Interaction potential between a ${\mathrm{He}}_2^{*}$ excimer molecule and a ground state helium atom for the molecule (a) in the $a^3{\mathrm{\Sigma }}_u^{+}$ state; (b) in the $c^3{\mathrm{\Sigma }}_g^{+}$ state along the collinear direction of the molecular core; and (c) in the $c^3{\mathrm{\Sigma }}_g^{+}$ state along the “T” direction as defined in Ref. [43]. Red dots are the data listed in Table II of Ref. [43]. Solid curves are our fits.

Figure 3

Calculated frequencies of the $l=0$ and $l=2$ surface modes of the ${\mathrm{He}}_2^{*}(a^3{\mathrm{\Sigma }}_u^{+}$) bubble as a function of helium pressure at 0.5 and 2 K.

Figure 4

$a\left(0\right)\to c\left(0\right)$ absorption line at 2 K under zero applied pressure normalized by $I_0$. The blue dashed curve and the red dotted curve are the absorption lines due to the $P$ branch transition $J$:$1\to 0$ and $R$ branch transition $J$:$1\to 2$. The black solid curve is the overall absorption line with the total area normalized to unity.

Figure 5

(a) The peak location and (b) the FWHM of the overall $a\left(0\right)\to c\left(0\right)$ absorption line as a function of pressure at 2 K. The red curves represent the calculated results.
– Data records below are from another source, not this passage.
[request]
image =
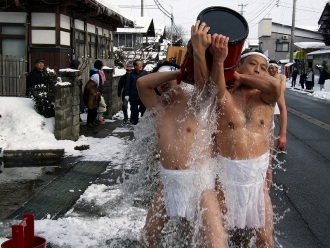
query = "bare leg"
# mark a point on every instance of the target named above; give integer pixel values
(265, 235)
(155, 221)
(214, 232)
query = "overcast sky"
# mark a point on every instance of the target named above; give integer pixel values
(185, 11)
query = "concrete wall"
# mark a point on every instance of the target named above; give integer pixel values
(67, 124)
(110, 89)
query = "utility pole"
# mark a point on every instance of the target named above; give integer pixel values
(292, 29)
(172, 21)
(242, 6)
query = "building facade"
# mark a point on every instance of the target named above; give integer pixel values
(275, 38)
(59, 31)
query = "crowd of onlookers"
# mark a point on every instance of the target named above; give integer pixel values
(306, 78)
(91, 96)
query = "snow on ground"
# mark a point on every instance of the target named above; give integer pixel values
(22, 128)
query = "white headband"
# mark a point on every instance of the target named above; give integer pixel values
(167, 68)
(255, 53)
(273, 64)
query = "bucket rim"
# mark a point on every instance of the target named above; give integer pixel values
(230, 42)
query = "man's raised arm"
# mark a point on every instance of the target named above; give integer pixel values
(219, 51)
(270, 87)
(200, 40)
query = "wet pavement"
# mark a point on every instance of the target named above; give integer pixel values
(51, 190)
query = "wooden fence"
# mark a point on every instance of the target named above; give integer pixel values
(12, 75)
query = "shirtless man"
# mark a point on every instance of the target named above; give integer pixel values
(281, 112)
(245, 119)
(176, 126)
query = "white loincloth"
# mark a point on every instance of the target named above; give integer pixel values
(182, 189)
(243, 182)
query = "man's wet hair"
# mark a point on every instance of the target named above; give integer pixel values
(160, 64)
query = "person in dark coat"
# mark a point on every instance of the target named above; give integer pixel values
(75, 64)
(322, 77)
(294, 77)
(309, 79)
(35, 76)
(302, 78)
(121, 89)
(131, 93)
(91, 99)
(98, 65)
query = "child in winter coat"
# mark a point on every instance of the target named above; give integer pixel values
(100, 110)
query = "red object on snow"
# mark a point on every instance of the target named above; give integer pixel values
(23, 235)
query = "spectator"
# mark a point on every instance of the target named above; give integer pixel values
(322, 77)
(131, 93)
(121, 90)
(75, 64)
(100, 110)
(309, 79)
(91, 99)
(302, 78)
(98, 66)
(35, 76)
(294, 77)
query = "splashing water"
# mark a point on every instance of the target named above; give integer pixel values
(141, 174)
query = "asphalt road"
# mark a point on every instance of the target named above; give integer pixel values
(301, 197)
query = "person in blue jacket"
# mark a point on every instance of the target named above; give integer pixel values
(131, 93)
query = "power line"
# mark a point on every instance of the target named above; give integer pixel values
(242, 6)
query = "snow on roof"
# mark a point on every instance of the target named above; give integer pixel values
(253, 42)
(149, 67)
(289, 64)
(159, 29)
(283, 61)
(113, 9)
(309, 45)
(319, 52)
(141, 25)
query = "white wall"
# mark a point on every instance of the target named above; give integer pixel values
(90, 28)
(43, 19)
(43, 36)
(13, 17)
(79, 24)
(65, 38)
(65, 21)
(265, 27)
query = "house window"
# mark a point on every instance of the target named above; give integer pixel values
(92, 46)
(102, 50)
(129, 40)
(12, 39)
(122, 39)
(108, 48)
(80, 43)
(115, 40)
(13, 47)
(282, 47)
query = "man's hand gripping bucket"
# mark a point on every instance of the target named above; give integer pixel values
(223, 21)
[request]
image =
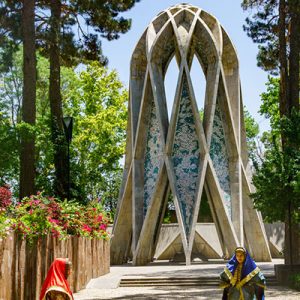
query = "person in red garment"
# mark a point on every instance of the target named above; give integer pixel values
(56, 286)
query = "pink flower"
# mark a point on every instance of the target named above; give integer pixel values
(87, 228)
(103, 226)
(53, 221)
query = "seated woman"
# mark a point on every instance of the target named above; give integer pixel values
(242, 279)
(56, 286)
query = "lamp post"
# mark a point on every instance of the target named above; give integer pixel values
(68, 127)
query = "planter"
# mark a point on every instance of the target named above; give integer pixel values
(23, 266)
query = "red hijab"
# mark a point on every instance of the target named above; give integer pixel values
(56, 279)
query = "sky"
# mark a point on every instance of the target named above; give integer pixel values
(231, 17)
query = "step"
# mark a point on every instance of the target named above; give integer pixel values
(178, 281)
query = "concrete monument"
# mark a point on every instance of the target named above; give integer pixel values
(185, 155)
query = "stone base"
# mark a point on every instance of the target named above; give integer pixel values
(284, 273)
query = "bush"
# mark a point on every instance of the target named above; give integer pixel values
(37, 216)
(5, 196)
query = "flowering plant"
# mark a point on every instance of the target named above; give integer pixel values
(37, 216)
(5, 196)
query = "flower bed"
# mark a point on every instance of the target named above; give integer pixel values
(38, 216)
(38, 229)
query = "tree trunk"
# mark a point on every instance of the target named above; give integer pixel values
(27, 145)
(58, 137)
(294, 57)
(283, 91)
(289, 99)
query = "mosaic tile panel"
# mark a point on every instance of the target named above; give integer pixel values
(219, 156)
(186, 158)
(153, 156)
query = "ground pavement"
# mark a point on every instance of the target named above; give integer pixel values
(107, 286)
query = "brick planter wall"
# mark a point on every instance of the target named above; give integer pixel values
(23, 266)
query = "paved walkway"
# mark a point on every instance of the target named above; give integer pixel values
(106, 287)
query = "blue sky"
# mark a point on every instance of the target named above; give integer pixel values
(232, 18)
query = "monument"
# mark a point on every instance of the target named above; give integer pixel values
(186, 156)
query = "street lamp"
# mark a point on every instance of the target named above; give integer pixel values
(68, 127)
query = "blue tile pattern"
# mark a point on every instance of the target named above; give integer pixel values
(219, 156)
(153, 156)
(186, 158)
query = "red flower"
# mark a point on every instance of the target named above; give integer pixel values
(5, 196)
(103, 226)
(86, 228)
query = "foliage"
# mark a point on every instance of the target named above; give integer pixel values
(5, 196)
(269, 107)
(96, 99)
(82, 25)
(262, 27)
(37, 216)
(277, 179)
(252, 131)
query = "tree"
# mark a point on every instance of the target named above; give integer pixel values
(27, 147)
(56, 22)
(276, 27)
(252, 131)
(101, 17)
(96, 99)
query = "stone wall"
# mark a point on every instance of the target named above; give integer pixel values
(24, 265)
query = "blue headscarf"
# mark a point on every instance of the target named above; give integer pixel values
(249, 264)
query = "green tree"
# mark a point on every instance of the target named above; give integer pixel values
(252, 131)
(96, 99)
(27, 141)
(68, 32)
(275, 26)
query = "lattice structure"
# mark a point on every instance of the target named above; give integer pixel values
(185, 155)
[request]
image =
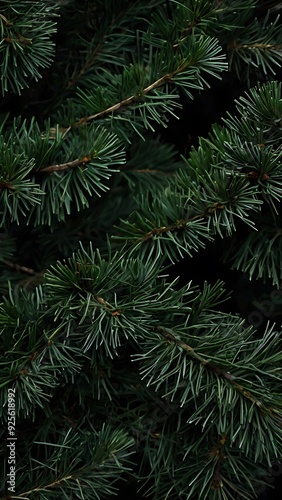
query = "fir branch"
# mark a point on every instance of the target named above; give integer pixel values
(169, 335)
(66, 166)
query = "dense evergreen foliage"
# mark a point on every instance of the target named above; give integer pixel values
(113, 370)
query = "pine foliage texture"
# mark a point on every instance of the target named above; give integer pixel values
(119, 373)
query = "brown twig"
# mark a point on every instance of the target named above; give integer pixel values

The crosses and circles are experimental data of Eltsov et al. [40], taken in the temperature range of 1.76 to 2.05 K.

Figure 6

Calculated overall $a\left(0\right)\to c\left(0\right)$ absorption lines at various temperatures normalized by $I_0$. The total area below each curve is normalized to unity

Figure 7

The momentum-transfer cross section ${\sigma }_T\left(k\right)$ calculated using the $l=0,1,2$ modes. The dotted and dashed curves represent the thermal factor $-k^4\partial n/\partial k$, which are scaled vertically for visibility.

Figure 8

Calculated diffusion coefficient $D$ of ${\mathrm{He}}_2^{*}(a^3{\mathrm{\Sigma }}_u^{+}$) molecules in He II. The triangles represent the data extracted from Zmeev et al.'s experiment [67]. The red solid line is the diffusion curve calculated using the rigid-sphere model as discussed in the text.